Il continente africano supera di poco il 3 per cento delle emissioni globali ma ha pagato in questi mesi la tassa più alta alle conseguenze dei cambiamenti climatici. Non è solo una questione di geografia e di pattern meteorologici, ma anche di comunità non ancora pronte all’impatto, che hanno bisogno di più fondi e risorse per prepararsi a catastrofi che sono ormai la regola e non l’eccezione. «Dobbiamo ricostruire, e dobbiamo ricostruire meglio», ha detto Nkosazana Dlamini Zuma, ministra sudafricana della Cooperazione, «Nessuno dovrà più tirare su case accanto al letto dei fiumi e nelle piane alluvionali, sono aree non più sicure per i residenti».

Il punto è che non si dovrà solo ricostruire quello che è stato distrutto, ma anche ricostruire quello che non è stato ancora distrutto. Quando i paesi più ricchi non riescono ancora a rispettare le promesse del Green climate fund, i famosi 100 miliardi di euro all’anno per la transizione e l’adattamento dei paesi più vulnerabili, parliamo esattamente di questo. La preparazione a un presente di instabilità climatica deve tenere il ritmo della crisi, e per farlo servono fondi.

Un primo moltiplicatore dei danni è stato la fragilità degli insediamenti informali del KwaZulu Natal. Il secondo è la mancanza di efficienti sistemi di allerta precoce, che rappresentano una delle grandi sfide per l’adattamento globale all’emergenza climatica. Secondo i dati dell’Organizzazione meteorologica mondiale solo la metà dei 193 paesi membri dell’Onu ha un early warning system di questo tipo contro gli eventi estremi. L’obiettivo quindi è dotare ogni singolo paese della Terra di tecnologie di allarme climatico entro il 2028, per arrivarci serve un investimento da due miliardi di dollari. Non saranno la soluzione a tutto: il Sudafrica è infatti tra i paesi dotati di un sistema di allerta, ma per le tempeste del KwaZulu Natal non è scattato in tempo, perché non ha funzionato il coordinamento tra dati e modelli dei centri di ricerca internazionali e gli enti di protezione civile locale.

Non servono solo le tecnologie, servono anche anni di formazione e preparazione per far sì che gli strumenti funzionino: è uno dei tanti motivi per cui l’adattamento (e relative risorse economiche) non possono aspettare.

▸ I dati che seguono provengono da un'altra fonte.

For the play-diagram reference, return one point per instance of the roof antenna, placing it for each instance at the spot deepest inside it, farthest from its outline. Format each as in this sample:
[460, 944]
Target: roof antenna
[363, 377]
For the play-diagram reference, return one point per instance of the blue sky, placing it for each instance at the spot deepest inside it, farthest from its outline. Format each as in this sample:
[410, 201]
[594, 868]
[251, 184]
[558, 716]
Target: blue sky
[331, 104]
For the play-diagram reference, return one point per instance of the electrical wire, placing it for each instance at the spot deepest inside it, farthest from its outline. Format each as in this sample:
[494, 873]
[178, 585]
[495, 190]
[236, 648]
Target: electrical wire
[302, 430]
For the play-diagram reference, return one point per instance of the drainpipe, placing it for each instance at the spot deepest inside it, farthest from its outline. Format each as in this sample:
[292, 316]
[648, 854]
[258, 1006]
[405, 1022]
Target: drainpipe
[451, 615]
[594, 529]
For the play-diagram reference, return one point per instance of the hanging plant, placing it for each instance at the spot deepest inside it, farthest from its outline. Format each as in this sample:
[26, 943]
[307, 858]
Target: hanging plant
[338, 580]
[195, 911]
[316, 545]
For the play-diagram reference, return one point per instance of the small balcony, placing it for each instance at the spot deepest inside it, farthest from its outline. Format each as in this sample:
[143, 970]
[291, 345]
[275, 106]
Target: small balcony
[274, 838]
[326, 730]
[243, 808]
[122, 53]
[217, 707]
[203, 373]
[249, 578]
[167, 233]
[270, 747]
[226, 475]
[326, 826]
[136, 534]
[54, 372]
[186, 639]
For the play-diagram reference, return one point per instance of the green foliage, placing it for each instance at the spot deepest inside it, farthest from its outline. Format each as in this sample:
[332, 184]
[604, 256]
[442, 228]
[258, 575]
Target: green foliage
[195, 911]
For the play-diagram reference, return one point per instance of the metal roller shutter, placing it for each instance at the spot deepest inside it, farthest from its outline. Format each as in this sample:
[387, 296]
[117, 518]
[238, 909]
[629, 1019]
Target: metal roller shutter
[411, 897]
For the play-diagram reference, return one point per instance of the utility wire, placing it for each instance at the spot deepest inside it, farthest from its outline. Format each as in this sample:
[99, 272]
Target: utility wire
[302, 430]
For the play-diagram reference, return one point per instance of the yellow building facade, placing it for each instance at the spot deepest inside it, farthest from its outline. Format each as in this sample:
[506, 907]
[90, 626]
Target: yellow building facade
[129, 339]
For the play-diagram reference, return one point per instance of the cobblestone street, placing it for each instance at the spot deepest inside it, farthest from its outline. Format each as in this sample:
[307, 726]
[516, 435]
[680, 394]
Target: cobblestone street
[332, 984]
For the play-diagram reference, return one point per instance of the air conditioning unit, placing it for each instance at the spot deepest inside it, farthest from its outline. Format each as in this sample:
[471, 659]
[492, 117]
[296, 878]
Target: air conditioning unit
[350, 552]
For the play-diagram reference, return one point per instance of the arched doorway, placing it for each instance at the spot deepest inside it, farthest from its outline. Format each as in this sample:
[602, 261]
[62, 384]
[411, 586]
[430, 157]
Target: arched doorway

«Ipocrita» contro «scettica»: le elezioni in Francia e il clima

Il 24 aprile si vota per il secondo turno delle elezioni francesi. Macron ha definito Le Pen una «scettica climatica», Le Pen ha definito Macron «ipocrita climatico». Jean-Marc Jancovici della Ong francese Shift Project ha definito così la questione da un punto di vista ambientale: «Dobbiamo scegliere tra “molto male” e “ancora peggio di molto male”».

In realtà, qualunque opinione si possa avere di Macron, la sua distanza da Marine Le Pen sulle tematiche ambientali (e non solo) è abissale. Sul piatto della contesa elettorale ci sono 7,7 milioni di voti andati a Jean-Luc Mélenchon, che aveva una piattaforma politica decisamente ambientalista, e 1,6 milioni di voti del candidato ecologista Yannick Jadot. Vediamo le differenze tra Macron e Le Pen per capire che Francia vedremo domenica sera (e cosa Macron ha detto per mettere le mani su oltre 9 milioni di voti di ispirazione ecologista).

L’ambientalismo di Macron

Il suo concetto chiave nella corsa verso il secondo turno, Macron lo ha in realtà preso in prestito proprio dal programma di Mélenchon: «Planification écologique», la pianificazione ecologica coordinata dall’alto.

Nella visione di Macron la pianificazione non sarebbe di competenza di un ministero ad hoc, ma direttamente del primo ministro. Parlando di ambiente, Macron ha usato toni sempre più enfatici in queste due settimane. A Marsiglia, nel comizio più importante prima del ballottaggio, ha detto: «Questa è una scelta di civiltà, io posso fare della Francia una grande nazione ambientalista».

Macron è tra i leader europei che più stanno spingendo per una carbon tax europea sulle emissioni, a Marsiglia ha addirittura detto di voler fare della Francia il primo paese dell’Unione a mettere al bando le fonti fossili. Tra le promesse ci sono gli immancabili milioni di alberi (140 milioni, nello specifico), il piano di sviluppare un’industria francese dell’auto elettrica, l’apertura di cinquanta parchi eolici offshore, la chiusura di cinquanta discariche nei prossimi tre anni, addirittura un collegamento dei bonus degli amministratori delegati alle performance ambientali delle aziende che dirigono. Macron ha anche ammesso che la Francia deve andare al doppio della velocità attuale nella decarbonizzazione per rispettare l’accordo di Parigi (d’altra parte questo glielo aveva già detto il tribunale che ha condannato lo stato francese per inazione climatica nel 2020).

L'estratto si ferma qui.